Anybody who has met R in real life has a hard time believing that she’s afraid to talk to people. I don’t mean “people” as in “friends, family, and neighbours she’s known her whole life,” more like strangers in transactional situations—at a snack bar, in stores, at the bank. Sometimes we’ll be someplace and she’ll have a question and I’ll say, “Go ask that person with the name tag,” and she’ll shake her head violently, grasp my hand, and beg me to come with her.
This evening we volunteered at the orchard, running the pickup table for a fundraiser. I would greet people, ask their name, and check them off while R and E found the corresponding bag of apples; then I’d prompt the girls to give the person an information sheet while I explained a bit more about it.
It took six or seven pickups for R to warm up to the task; gradually she started explaining the info sheet before I could do it. Then she began to greet our customers. By the time our shift was over, she was running the whole pickup table and making conversation with everyone.
She refused to leave her post, even after the next shift had arrived and it was time for us to go home for dinner. I agreed that R could stay at the park with the other volunteers; E and I walked home for dinner.
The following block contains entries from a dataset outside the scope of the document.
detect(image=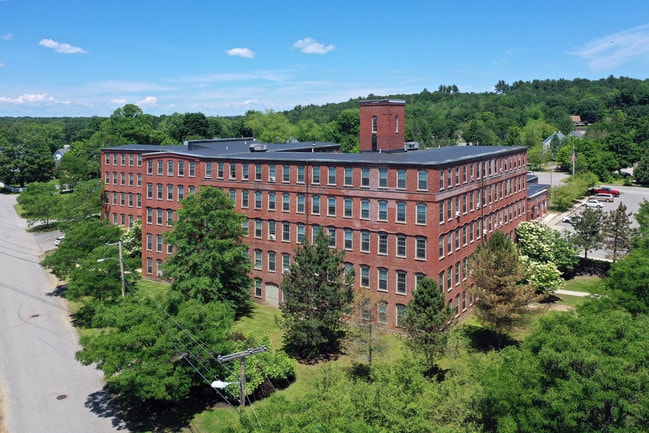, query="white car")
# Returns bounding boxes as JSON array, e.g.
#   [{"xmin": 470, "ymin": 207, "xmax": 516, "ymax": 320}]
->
[{"xmin": 584, "ymin": 198, "xmax": 604, "ymax": 209}]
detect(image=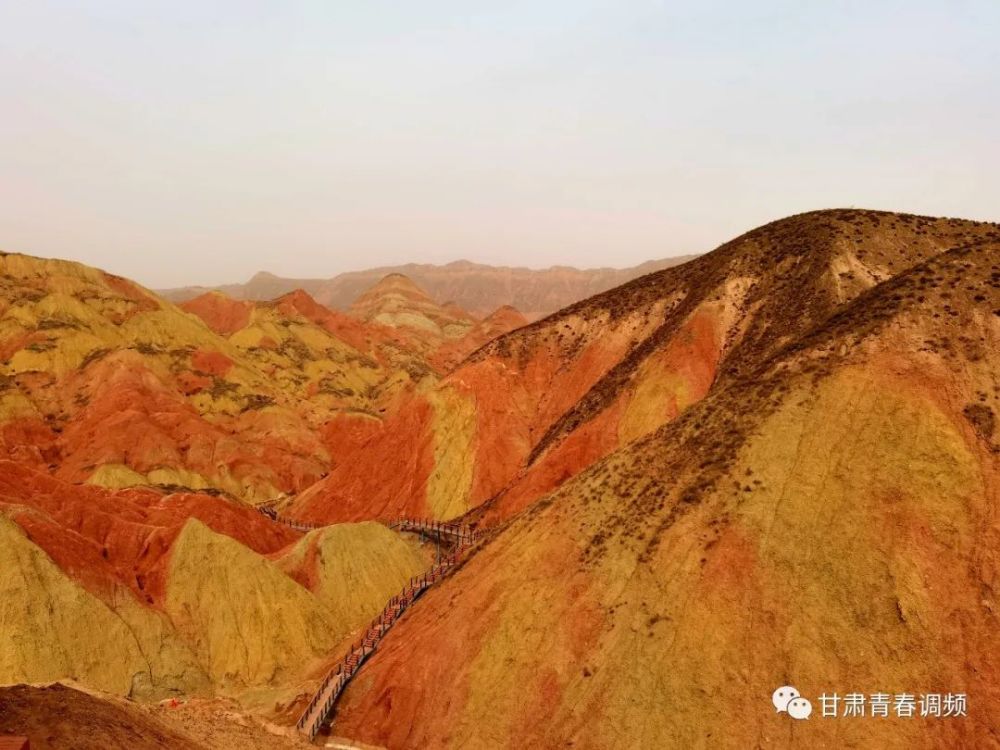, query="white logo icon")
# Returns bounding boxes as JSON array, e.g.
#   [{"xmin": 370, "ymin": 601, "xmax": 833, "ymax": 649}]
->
[{"xmin": 771, "ymin": 685, "xmax": 812, "ymax": 719}]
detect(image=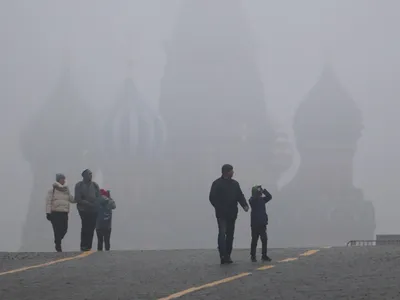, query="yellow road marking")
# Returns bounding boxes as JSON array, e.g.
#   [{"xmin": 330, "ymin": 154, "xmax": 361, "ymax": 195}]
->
[
  {"xmin": 278, "ymin": 257, "xmax": 299, "ymax": 262},
  {"xmin": 300, "ymin": 249, "xmax": 319, "ymax": 256},
  {"xmin": 0, "ymin": 251, "xmax": 94, "ymax": 276},
  {"xmin": 257, "ymin": 265, "xmax": 275, "ymax": 271},
  {"xmin": 158, "ymin": 249, "xmax": 319, "ymax": 300},
  {"xmin": 158, "ymin": 273, "xmax": 251, "ymax": 300}
]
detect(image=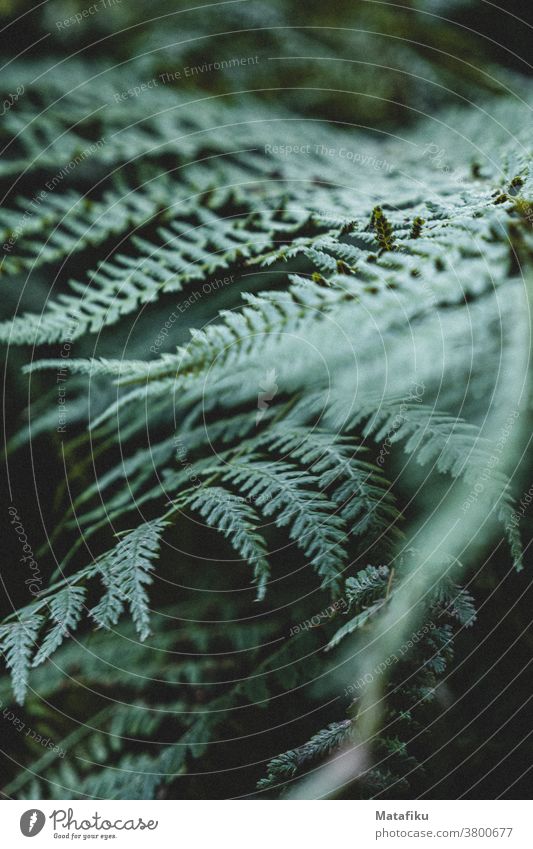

We returned just as the volunteers were packing up. Apparently R handled the whole thing herself; the other volunteers (both of them adults) were impressed at how competent and confident she was, and sat back to let her run the show. As I approached the table I could hear R chattering away to someone about the problems with how Percy Jackson had been translated from book to screen.
All I could think—and what Mr. December commented on—was that volunteering has been an incredible opportunity for R to expand her social skills from dealing with her peers to interacting with people of various ages. When people tell me that my homeschooled kids need school because they need socialization, this is the counter-example I’ll be sharing with them.